Read Newt Run Page 24


  "Hazel," I say.

  "Yes."

  She speaks the word but it doesn't register; this is Kelly, looking at me with the same eyes and speaking from the same mouth. Kelly's face, and her voice, telling me that her name is Hazel. She's looking at me like I'm a stranger, as if we've never met before, and a dull weight drops in the pit of my stomach. I look for something to hold onto, but there's nothing there.

  "Are you alright?" she asks.

  "No," I say, stopping myself, and then just as quickly start again: "I'm fine. Listen, you don't have a twin sister do you?"

  "No... Why?"

  "Kelly..."

  "Please stop calling me that."

  "Alright, listen, you look like someone I know. I mean, you look exactly like her. It's like she's standing right in front of me, or you're her twin or something."

  "Ok," she says, and I watch as she takes a step away from me.

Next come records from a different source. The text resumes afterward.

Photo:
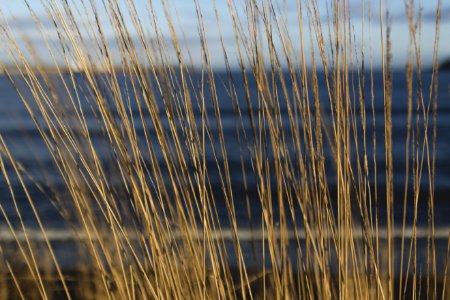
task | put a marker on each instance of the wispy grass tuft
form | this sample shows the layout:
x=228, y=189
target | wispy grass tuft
x=139, y=142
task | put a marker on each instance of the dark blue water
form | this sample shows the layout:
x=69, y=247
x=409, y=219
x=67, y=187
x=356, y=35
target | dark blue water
x=24, y=141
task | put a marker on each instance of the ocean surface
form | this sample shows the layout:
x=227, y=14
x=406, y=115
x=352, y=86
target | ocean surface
x=25, y=143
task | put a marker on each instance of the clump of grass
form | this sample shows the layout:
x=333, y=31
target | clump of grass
x=138, y=190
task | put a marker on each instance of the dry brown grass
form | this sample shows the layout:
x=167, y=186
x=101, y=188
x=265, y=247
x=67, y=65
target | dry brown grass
x=157, y=234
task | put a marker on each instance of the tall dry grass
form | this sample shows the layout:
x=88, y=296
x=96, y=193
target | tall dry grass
x=144, y=213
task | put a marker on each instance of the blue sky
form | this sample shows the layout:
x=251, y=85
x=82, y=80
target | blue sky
x=22, y=24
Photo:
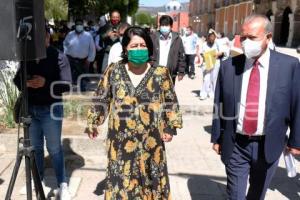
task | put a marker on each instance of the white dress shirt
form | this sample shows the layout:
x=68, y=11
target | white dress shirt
x=115, y=53
x=80, y=45
x=164, y=48
x=264, y=61
x=190, y=43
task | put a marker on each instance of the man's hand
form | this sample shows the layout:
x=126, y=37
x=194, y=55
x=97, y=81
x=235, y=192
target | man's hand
x=36, y=82
x=92, y=134
x=167, y=137
x=180, y=77
x=87, y=65
x=112, y=34
x=217, y=148
x=294, y=151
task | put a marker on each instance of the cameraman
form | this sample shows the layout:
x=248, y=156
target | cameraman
x=46, y=110
x=109, y=35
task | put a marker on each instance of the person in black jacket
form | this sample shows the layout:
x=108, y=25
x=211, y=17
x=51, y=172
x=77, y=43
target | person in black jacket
x=168, y=48
x=109, y=35
x=46, y=110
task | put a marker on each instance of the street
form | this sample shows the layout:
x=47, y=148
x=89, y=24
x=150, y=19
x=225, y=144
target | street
x=196, y=172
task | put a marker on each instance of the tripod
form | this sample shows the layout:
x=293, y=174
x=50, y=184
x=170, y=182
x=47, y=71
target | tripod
x=26, y=150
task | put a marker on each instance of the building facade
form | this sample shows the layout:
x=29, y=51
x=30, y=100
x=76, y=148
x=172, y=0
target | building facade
x=228, y=15
x=179, y=15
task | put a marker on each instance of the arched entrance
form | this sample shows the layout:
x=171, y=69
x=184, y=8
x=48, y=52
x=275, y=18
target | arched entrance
x=285, y=26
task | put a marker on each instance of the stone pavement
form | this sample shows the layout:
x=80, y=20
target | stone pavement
x=196, y=172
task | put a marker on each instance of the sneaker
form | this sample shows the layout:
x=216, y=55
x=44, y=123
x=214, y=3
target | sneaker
x=63, y=192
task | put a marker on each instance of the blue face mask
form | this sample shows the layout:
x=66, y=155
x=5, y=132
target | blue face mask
x=165, y=30
x=79, y=28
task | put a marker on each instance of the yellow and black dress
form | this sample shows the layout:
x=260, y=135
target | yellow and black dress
x=138, y=116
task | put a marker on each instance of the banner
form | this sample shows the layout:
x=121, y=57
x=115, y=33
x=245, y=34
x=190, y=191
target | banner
x=210, y=59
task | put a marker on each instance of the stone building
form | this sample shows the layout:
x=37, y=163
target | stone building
x=179, y=14
x=227, y=16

  "Can I buy you a coffee?" I ask, hearing the desperation in my voice.

  "I'm not sure."

  "I know there's no point in saying this, but I'm not crazy."

  She hesitates.

  "Alright," she says finally. Before she can change her mind, I move to the café and hold the door open until she walks through it.

  The place is smaller than it looked from the outside, just a single wooden bar with a half dozen stools set in front of it. A pair of middle-aged men are hunched over plates of food, and the bartender, a rail-slim man with gray, thinning hair is watching the news on a small TV set. Kelly and I walk to the end of the counter. On the way, I notice that one of the men is thumbing through a porn magazine, the glossy pages open to a shot of a busty girl half-falling out of a nurse's uniform.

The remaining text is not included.